Note that you are not using nn.CrossEntropyLoss
correctly, as this criterion expects logits and will apply F.log_softmax
internally, while probs
already contains probabilities, as @KFrank explained.
So, let’s change the criterion to nn.NLLLoss
and apply the torch.log
manually.
This approach is just to demonstrate the formula and shouldn’t be used, as torch.log(torch.softmax())
is less numerically stable than F.log_softmax
.
Also, the default reduction for the criteria in PyTorch will calculate the average over the observations, so lets use reduction='sum'
.
Given that you’ll get:
criterion = nn.NLLLoss(reduction='sum')
loss = criterion(torch.log(probs1), target)
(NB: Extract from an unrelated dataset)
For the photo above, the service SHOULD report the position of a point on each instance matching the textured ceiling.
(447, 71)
The manual approach from your formula would correspond to:
# Manual approach using your formula
one_hot = F.one_hot(target, num_classes = 3)
one_hot = one_hot.permute(0, 3, 1, 2)
ce = (one_hot * torch.log(probs1 + 1e-7))[one_hot.bool()]
ce = -1 * ce.sum()
While the manual approach from the PyTorch docs would give you:
# Using the formula from the docs
loss_manual = -1 * torch.log(probs1).gather(1, target.unsqueeze(1))
loss_manual = loss_manual.sum()
We should get the same results:
print(loss, ce, loss_manual)
> tensor(2.8824) tensor(2.8824) tensor(2.8824)
which looks correct.